There are various methods for treating the tics that are so often associated with Tourette’s syndrome, including medication, behavioral therapies, and habit reversal. While medication is most often the go-to panacea for controlling tics, the medications themselves may carry side effects that are as bad, or even worse, than the condition that they may be used to treat. Behavioral therapies can also be effective as well by teaching those with Tourette’s to manage their tics. While these can be effective in reducing the number, severity, and impact of the tic behaviors, it is important to realize that behavioral therapy is not a cure, and that although effective it does not mean that tics are merely psychological in their nature. While these treatment methods are effective in aiding the treatment of, and helping to manage, the tic symptoms of Tourette’s syndrome, it is important to note that they are varied in their efficacy, are not one-size-fits-all in their nature, and in the case of medication, may produce unwanted side effects ranging from mild to debilitating in and of themselves.
One of the most promising methods recently developed for the treatment of tics associated with Tourette’s is the Comprehensive Behavioral Intervention for Tics, or CBIT. This new, evidence-based therapy includes the use of education, teaching relaxation techniques, and habit reversal in a combination that is shown to be effective in reducing symptoms of tics and their related impairments, and seems to work equally well for both children and adults. CBIT involves those with Tourette’s working with a therapist to gain a greater understanding of their particular type of tic and learning to recognize situations that worsen tic symptoms. When possible, a change in environment may be initiated, and using habit reversal, a new behavior is modeled so that when the urge to tic occurs, the new behavior is substituted. This method helps to lessen tic occurrences through substituting the new behavior for the tic through repetition, under the guidance of an experienced therapist.
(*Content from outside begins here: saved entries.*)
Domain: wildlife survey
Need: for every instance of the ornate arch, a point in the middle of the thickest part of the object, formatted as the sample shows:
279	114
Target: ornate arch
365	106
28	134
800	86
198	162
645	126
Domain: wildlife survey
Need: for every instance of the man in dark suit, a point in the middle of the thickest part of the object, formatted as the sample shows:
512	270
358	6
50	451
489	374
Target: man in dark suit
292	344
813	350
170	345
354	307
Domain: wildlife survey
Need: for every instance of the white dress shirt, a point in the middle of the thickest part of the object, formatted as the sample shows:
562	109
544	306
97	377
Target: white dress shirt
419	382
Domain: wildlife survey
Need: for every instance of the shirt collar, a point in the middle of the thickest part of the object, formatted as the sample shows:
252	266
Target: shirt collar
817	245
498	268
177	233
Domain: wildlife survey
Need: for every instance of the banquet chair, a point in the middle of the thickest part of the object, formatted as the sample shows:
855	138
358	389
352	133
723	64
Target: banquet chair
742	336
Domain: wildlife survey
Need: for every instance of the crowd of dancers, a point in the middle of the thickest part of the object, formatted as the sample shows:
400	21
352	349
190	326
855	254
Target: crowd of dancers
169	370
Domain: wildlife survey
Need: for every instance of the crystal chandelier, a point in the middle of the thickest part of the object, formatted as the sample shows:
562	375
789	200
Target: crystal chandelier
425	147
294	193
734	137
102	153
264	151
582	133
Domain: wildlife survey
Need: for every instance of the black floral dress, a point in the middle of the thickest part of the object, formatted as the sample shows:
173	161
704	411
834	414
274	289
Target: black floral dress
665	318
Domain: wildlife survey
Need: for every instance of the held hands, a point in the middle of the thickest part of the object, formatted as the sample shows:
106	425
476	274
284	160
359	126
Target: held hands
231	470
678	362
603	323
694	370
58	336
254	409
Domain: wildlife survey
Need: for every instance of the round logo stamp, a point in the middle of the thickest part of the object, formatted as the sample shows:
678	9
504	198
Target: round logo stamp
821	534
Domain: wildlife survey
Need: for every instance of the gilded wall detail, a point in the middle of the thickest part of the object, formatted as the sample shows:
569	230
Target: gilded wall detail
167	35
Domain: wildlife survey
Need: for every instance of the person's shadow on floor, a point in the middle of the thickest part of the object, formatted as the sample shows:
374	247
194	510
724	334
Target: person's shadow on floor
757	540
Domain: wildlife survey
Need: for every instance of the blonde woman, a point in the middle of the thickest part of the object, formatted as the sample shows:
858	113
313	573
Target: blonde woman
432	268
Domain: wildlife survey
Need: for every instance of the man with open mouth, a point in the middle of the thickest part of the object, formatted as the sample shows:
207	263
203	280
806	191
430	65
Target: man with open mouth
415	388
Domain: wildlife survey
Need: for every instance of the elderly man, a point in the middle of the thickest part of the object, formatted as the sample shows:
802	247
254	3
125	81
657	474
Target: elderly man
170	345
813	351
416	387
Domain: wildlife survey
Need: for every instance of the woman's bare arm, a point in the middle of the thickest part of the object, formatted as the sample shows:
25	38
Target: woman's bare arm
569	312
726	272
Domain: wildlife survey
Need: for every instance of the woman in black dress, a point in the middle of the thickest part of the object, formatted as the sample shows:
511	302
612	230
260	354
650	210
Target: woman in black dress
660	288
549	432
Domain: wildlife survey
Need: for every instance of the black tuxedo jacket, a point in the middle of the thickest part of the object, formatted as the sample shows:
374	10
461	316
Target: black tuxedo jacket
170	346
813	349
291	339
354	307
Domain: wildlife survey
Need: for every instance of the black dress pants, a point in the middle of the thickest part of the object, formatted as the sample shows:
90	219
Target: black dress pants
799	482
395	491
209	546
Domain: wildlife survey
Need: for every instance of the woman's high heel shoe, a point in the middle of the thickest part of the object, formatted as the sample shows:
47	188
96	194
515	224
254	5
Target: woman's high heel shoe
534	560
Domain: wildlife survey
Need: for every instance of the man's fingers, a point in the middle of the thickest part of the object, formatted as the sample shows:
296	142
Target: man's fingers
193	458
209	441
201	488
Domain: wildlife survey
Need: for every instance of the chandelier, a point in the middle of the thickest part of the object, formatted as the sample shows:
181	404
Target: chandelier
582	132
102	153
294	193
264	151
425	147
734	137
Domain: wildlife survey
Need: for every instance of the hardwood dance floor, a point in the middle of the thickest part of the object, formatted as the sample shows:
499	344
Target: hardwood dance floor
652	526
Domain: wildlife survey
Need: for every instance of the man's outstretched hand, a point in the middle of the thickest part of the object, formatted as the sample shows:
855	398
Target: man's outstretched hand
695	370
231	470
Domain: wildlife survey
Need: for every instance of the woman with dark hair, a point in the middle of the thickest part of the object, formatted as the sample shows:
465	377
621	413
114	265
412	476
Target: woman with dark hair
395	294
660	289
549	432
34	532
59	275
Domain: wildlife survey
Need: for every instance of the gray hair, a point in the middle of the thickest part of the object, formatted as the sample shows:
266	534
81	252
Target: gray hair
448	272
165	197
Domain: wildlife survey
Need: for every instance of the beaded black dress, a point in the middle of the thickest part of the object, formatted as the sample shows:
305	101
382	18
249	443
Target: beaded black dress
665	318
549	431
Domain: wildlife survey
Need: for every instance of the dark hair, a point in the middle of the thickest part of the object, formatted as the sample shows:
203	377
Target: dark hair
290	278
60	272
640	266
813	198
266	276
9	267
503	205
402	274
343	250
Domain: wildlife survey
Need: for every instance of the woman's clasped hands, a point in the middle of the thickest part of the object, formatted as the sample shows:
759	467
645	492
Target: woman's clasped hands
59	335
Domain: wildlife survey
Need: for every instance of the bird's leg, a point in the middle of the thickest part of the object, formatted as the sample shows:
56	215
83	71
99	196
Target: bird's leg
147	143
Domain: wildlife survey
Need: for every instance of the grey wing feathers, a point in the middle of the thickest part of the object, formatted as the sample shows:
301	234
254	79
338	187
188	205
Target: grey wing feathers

Over the last few years, the number of health professionals that have come to know and appreciate the benefits and effectiveness of CBIT has increased; however, there are still relatively few therapists that have the specific training in these methods of treatment targeted specifically at tic disorders and Tourette’s, and work is currently being done by The Tourette Association of America and the Centers for Disease Control and Prevention to provide education for more health professionals with the training necessary to incorporate and apply this method in their treatment approach to managing the symptoms of Tourette’s and other tic disorders.